Rasulullah SAW bersabda, “Binasakanlah hamba Dinar, Dirham, Qatifa (kain lembut tebal), dan Khamisa (pakaian), karena jika dia diberi, dia senang; jika tidak dia tidak puas.” ﷺ

Comment

Teks dan Konteks Hadis

Nabi (ﷺ) bersabda, "Celakalah hamba Dinar, Dirham, Qatifa (kain lembut tebal), dan Khamisa (pakaian), karena jika dia diberi, dia senang; jika tidak, dia tidak puas." (Sahih al-Bukhari 6435)

Hadis yang mendalam ini dari Kitab "Melembutkan Hati (Ar-Riqaq)" dalam Sahih al-Bukhari membahas penyakit spiritual materialisme dan keterikatan duniawi.

Makna Istilah Kunci

Dinar dan Dirham: Ini adalah mata uang emas dan perak pada masa itu, mewakili kekayaan dan harta benda.

Qatifa dan Khamisa: Jenis pakaian mewah, melambangkan keterikatan pada pakaian halus, simbol status, dan kenyamanan duniawi.

"Celakalah hamba": Ekspresi kuat yang menunjukkan kehancuran dan kerusakan spiritual, bukan kutukan tetapi peringatan tentang konsekuensi yang tak terhindarkan dari perbudakan semacam itu.

Komentar Ulama

Ibn Hajar al-Asqalani menjelaskan bahwa hadis ini memperingatkan agar tidak menjadi diperbudak oleh hal-hal duniawi, di mana kebahagiaan dan kesedihan seseorang ditentukan oleh perolehan atau kehilangan harta benda.

Al-Qurtubi mencatat bahwa Nabi secara khusus menyebutkan barang-barang ini karena mereka adalah objek keinginan yang paling umum pada zamannya, tetapi prinsipnya berlaku untuk semua keterikatan duniawi.
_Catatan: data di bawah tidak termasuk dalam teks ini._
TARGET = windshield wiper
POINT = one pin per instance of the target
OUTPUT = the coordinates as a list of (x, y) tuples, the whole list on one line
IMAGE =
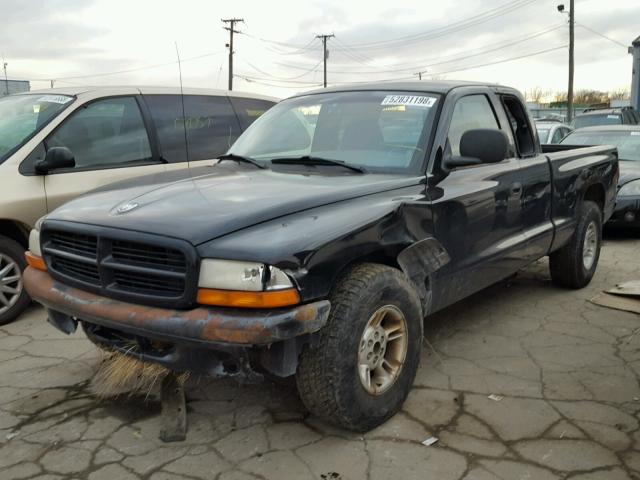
[(309, 160), (241, 158)]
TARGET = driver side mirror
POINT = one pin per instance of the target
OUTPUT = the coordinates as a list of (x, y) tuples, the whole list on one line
[(56, 157), (479, 146)]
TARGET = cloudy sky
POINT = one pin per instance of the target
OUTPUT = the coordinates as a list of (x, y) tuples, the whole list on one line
[(522, 43)]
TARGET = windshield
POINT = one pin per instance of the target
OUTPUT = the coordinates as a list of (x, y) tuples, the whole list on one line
[(594, 120), (628, 143), (379, 131), (21, 116)]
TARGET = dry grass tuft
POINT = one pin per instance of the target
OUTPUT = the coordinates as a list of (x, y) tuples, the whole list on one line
[(121, 374)]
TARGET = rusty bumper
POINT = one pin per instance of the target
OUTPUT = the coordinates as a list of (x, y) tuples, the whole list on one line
[(201, 325)]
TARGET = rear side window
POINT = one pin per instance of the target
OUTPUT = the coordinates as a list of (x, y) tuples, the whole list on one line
[(470, 112), (520, 126), (211, 125), (104, 133), (166, 111), (249, 109)]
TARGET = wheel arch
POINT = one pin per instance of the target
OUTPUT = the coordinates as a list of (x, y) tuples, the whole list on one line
[(595, 193)]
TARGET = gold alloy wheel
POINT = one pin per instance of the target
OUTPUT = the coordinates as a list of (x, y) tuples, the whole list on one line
[(383, 348)]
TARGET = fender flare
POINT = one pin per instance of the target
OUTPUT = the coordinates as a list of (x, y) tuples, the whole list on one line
[(420, 260)]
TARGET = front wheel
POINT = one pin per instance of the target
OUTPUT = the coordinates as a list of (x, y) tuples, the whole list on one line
[(13, 297), (574, 265), (362, 367)]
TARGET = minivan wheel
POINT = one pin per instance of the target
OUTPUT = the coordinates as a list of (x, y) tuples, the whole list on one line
[(13, 297), (574, 265), (360, 369)]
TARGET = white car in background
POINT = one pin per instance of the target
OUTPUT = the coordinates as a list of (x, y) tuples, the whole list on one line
[(60, 143), (552, 131)]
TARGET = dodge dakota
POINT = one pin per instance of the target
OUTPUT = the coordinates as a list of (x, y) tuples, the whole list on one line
[(316, 247)]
Ibn Rajab al-Hanbali menekankan bahwa hamba sejati adalah orang yang hatinya terikat pada apa yang dia inginkan - jika dia mendapatkannya, dia senang; jika ditolak, dia menjadi marah dan tidak puas dengan ketetapan Allah.

Implikasi Spiritual

Hadis ini mengajarkan bahwa ibadah sejati memerlukan pembebasan hati dari perbudakan kepada apa pun selain Allah. Ketika harta benda mengendalikan keadaan emosional seseorang, mereka secara efektif telah menjadi tuhan seseorang.

Ulama Ibn al-Qayyim menyatakan bahwa perbudakan spiritual ini terwujud dalam kecemasan konstan, ketidakpuasan, dan ketidaksyukuran - kebalikan dari kepuasan (qana'ah) dan kepercayaan pada Allah yang menjadi ciri orang beriman.

Hadis ini tidak melarang memiliki kekayaan, tetapi memperingatkan terhadap keterikatan hati padanya. Ujiannya adalah apakah seseorang tetap puas dan bersyukur kepada Allah terlepas dari apa yang dimilikinya.

Aplikasi Praktis

Ulama menasihati pemeriksaan diri secara teratur: Apakah kebahagiaan saya bergantung pada memperoleh hal-hal baru? Apakah kekecewaan dalam urusan duniawi mempengaruhi ibadah dan hubungan saya dengan Allah?

Obatnya termasuk: meningkatkan ingatan akan kematian dan akhirat, mempraktikkan sedekah sukarela, merenungkan sifat sementara kehidupan duniawi, dan menumbuhkan rasa syukur atas apa yang sudah dimiliki.

Seperti yang dicatat Imam al-Ghazali, orang yang benar-benar bebas adalah orang yang menggunakan sarana duniawi sebagai alat untuk tujuan yang lebih tinggi, bukan sebagai tujuan itu sendiri yang memperbudak hati.